4

I'm still a beginner to cryptography and want to know what the best practice is for solving the following problem:

I'm creating an application with the requirement that a user's email address must be encrypted (at rest) in the database. An email address is also the identifier for a user and thus must be a unique field in the Database.

When a new user signs up, the encrypted value of the email is compared to all previously encrypted values to check for a duplicate.

Will using a symmetric algorithm such as AES-256 ensure that:

  1. Collisions can't occur between two different emails
  2. Two of the same emails cannot end up as different ciphertexts (deterministic)

I don't want to use one-way hash and salts because I need to be able to access the plain text when necessary.

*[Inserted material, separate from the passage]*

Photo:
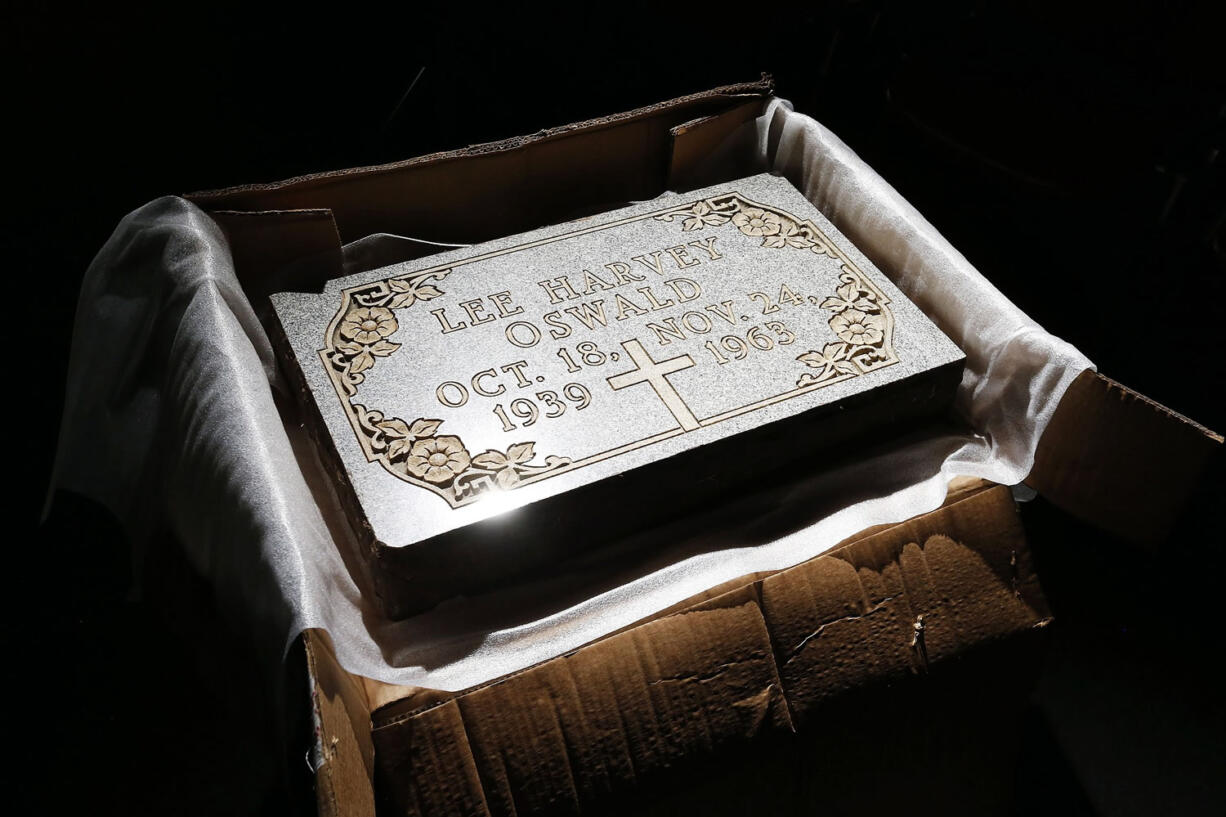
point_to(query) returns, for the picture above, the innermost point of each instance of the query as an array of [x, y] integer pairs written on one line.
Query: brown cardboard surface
[[731, 676], [488, 190], [902, 599], [343, 750], [909, 607], [568, 734], [426, 766], [1119, 460]]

Any help or advice would be greatly appreciated.

2 Answers2

5

So, it looks to me like this is a homework problem, although it could be job assignment; I'll try to answer in a way that meets both. First, some general thoughts on databases and stored data encryption. FWIW, I used to work for a large database vendor and advised the developer who built their column and table encryption feature.

Challenges

The challenge with encrypting stored data in a database is the diametrically opposed goals. With plain old stored data, you often want it indexed (for fast searches) be it for Primary Keys (data in column must be unique) or Foreign Keys (joins). With encrypted data, you don't care so much about the properties of the plain text data, however, you do care that crypt text doesn't accidentally reveal any information about the plaintext. Here, too, the crypt text can be unique, although the uniqueness property is actually working against you. More importantly, matches of crypt text (whether that crypt text is reversible encryption or irreversible hashes) is a non-requirement, that is, you don't want it to match ever.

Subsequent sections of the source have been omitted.